В какой-то момент мы все замолчали, глядя в огонь и думая каждый о своем. В тот же миг в потрескивание поленьев вплелся голос Санни:

— In the cold and dark DecemberAs I'm walking through the rainSit beside the room all night long,In the grey December morningI decided to leave my home…Took a train to nowhere — far away — far away…

Последний аккорд растворился в нашем дыхании.

Санни отложила гитару, залпом допила оставшееся в бутылке пиво и, не говоря ни слова, ушла в спальню.

* * *

В воскресенье я проснулся с улыбкой. И на резонный вопрос: «Где ты был?» ответил вполне беззаботно: «Где я был, там меня уже нет!»

Я улыбался в ванной, умываясь, я улыбался, спускаясь к обеду, улыбался, словив несколько приветов от присутствовавших на вчерашней вечеринке райвенкловцев. Я заразился хаффлпаффским вирусом. И это было здорово! Потому что я унес из барсучьей норы свой кусочек каминного тепла и безмятежной свободы. Потому что у меня появилось мое персонально солнце по имени Санни.

О нет, я не влюбился. Разве можно влюбиться в счастье?

* * *

Я ждал следующей субботы, как не ждал еще ничего и никогда в жизни. Хаффлпафф, по всей видимости, постановил, что человек, которого Санни пригласила на субботние посиделки, хоть и слизеринский гад, но не кусается, и стал дружно со мной здороваться. Я возвращал им их улыбки со всей доступной мне искренностью. С Райвенкло установился прочный вежливый нейтралитет. Родной — три раза ха-ха! — Слизерин пошугивался от меня, и за моей спиной собратья и сосестры крутили пальцем у виска, думая, что я не вижу. И плевать я хотел на это с Астрономической башни.

А вот с кошаками стало совсем туго. После вечера, проведенного вместе у Санни, они словно с цепи сорвались. Насмешки и оскорбления «великолепной четверки» демонстрировали отчаянную злобу и ненависть, граничащую с одержимостью.

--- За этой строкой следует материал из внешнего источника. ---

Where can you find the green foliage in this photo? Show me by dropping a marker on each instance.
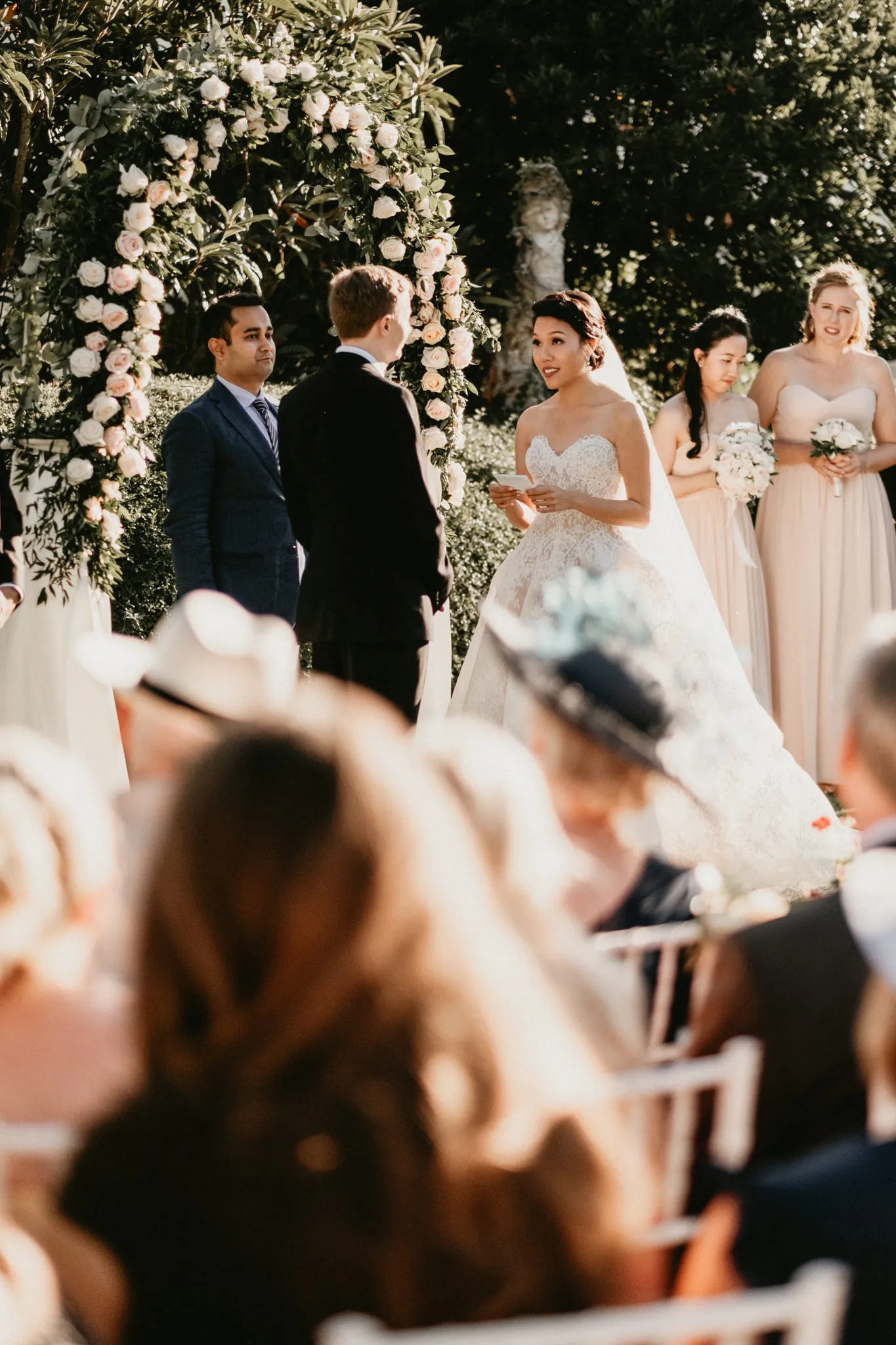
(479, 536)
(715, 152)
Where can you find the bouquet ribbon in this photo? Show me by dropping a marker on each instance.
(738, 539)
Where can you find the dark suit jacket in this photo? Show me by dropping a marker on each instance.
(227, 518)
(797, 985)
(10, 527)
(352, 462)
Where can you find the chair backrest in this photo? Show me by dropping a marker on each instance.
(807, 1312)
(733, 1076)
(668, 940)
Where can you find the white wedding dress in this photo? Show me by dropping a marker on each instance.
(765, 824)
(45, 688)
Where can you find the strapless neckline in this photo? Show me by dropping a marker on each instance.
(584, 439)
(821, 397)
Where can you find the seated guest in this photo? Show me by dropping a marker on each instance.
(598, 728)
(797, 982)
(837, 1202)
(66, 1052)
(362, 1095)
(507, 799)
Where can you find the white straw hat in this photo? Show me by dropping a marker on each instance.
(207, 654)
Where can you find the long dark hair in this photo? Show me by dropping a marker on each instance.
(715, 327)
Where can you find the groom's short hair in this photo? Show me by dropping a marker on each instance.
(359, 296)
(872, 701)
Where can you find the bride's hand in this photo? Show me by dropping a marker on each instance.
(548, 499)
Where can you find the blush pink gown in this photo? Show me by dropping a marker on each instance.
(829, 565)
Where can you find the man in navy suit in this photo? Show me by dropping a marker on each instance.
(227, 518)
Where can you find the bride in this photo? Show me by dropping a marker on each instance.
(599, 499)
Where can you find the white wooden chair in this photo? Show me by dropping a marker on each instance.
(49, 1139)
(734, 1078)
(633, 946)
(809, 1310)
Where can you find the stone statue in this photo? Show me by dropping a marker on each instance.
(543, 213)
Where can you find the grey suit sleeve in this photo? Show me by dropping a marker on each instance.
(188, 454)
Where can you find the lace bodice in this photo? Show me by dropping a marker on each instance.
(589, 464)
(801, 408)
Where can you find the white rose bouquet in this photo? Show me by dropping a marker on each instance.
(744, 462)
(833, 437)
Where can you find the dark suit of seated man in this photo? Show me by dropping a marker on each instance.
(227, 518)
(352, 464)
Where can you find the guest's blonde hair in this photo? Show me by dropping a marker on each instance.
(844, 275)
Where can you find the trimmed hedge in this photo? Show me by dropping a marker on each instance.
(479, 536)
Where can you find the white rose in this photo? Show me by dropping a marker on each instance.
(159, 192)
(92, 273)
(151, 287)
(387, 136)
(89, 309)
(431, 382)
(453, 307)
(433, 334)
(456, 478)
(83, 363)
(316, 105)
(251, 72)
(139, 217)
(215, 132)
(148, 314)
(78, 470)
(214, 89)
(174, 146)
(113, 317)
(339, 118)
(131, 463)
(102, 408)
(112, 526)
(133, 181)
(393, 249)
(378, 175)
(385, 208)
(359, 118)
(435, 440)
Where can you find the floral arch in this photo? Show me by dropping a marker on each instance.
(335, 99)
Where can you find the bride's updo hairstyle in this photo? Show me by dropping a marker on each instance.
(716, 326)
(847, 276)
(580, 311)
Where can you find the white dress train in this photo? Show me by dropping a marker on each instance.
(766, 824)
(43, 686)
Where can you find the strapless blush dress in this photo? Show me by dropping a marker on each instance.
(715, 523)
(829, 565)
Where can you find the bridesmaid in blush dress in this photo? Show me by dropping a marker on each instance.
(685, 435)
(829, 562)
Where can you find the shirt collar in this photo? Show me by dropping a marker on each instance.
(364, 354)
(242, 395)
(880, 833)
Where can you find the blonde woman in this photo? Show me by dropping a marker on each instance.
(829, 560)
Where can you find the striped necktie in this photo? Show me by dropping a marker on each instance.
(270, 424)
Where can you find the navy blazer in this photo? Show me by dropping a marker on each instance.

Я терялся в догадках — ведь всего неделю назад мы были вполне в состоянии пройти мимо друг друга, не произнеся ни слова. Игнорировал их издевательства, хотя, видит Салазар, как мне хотелось порой искрошить Сектумсемпрой всех четверых в мелкий винегрет! Но после субботней вечеринки с Санни во мне что-то переключилось, что-то замкнуло, умерло — или, наоборот, возникло? Там, у камина в Желтой гостиной Хаффлпаффа, я впервые почувствовал мир с самим собой, я впервые почувствовал себя, без ярмарочной шелухи аристократической фамилии, принадлежности к Змеиному факультету, без сросшейся с лицом маски высокородного сноба, без утомительной необходимости «делать лицо»… Мне было хорошо быть собой свободным, собой спокойным и радостным. Пачкать этот найденный в самом себе мир грязью непременной и неотъемлемой, как моя фамилия, ненавистью к отпрыскам гриффиндорской Золотой троицы я не был готов. Неужели волшебство улыбки Санни подействовало на них таким извращенным образом?.. Может быть, они решили, что мне не должно быть места под лучами этого Солнца?..

Солнце светит для всех.

* * *

В среду мы были сражены известием из барсучьей гостиной: профессор Грейнджер словила Санни за курением в школе. «Накаркал!» — едва не плача, костерил я себя. По правилам, Санни полагалось отчисление, без вариантов. Я одиноко метался по школьным коридорам, вмиг ставшим холодными и цинично-безразличными, не в силах представить свою жизнь без ее радостного беззаботного света… Уткнувшись лбом в стену какого-то неизвестного мне ранее тупика, я понял: буду валяться в ногах у директора, у Грейнджер, у черта лысого, лишь бы Санни осталась в школе. Я, Малфой, на коленях стану вымаливать для нее прощение, хоть бы для этого мне пришлось до самого Выпускного бала чистить ботинки Поттерам и Уизли!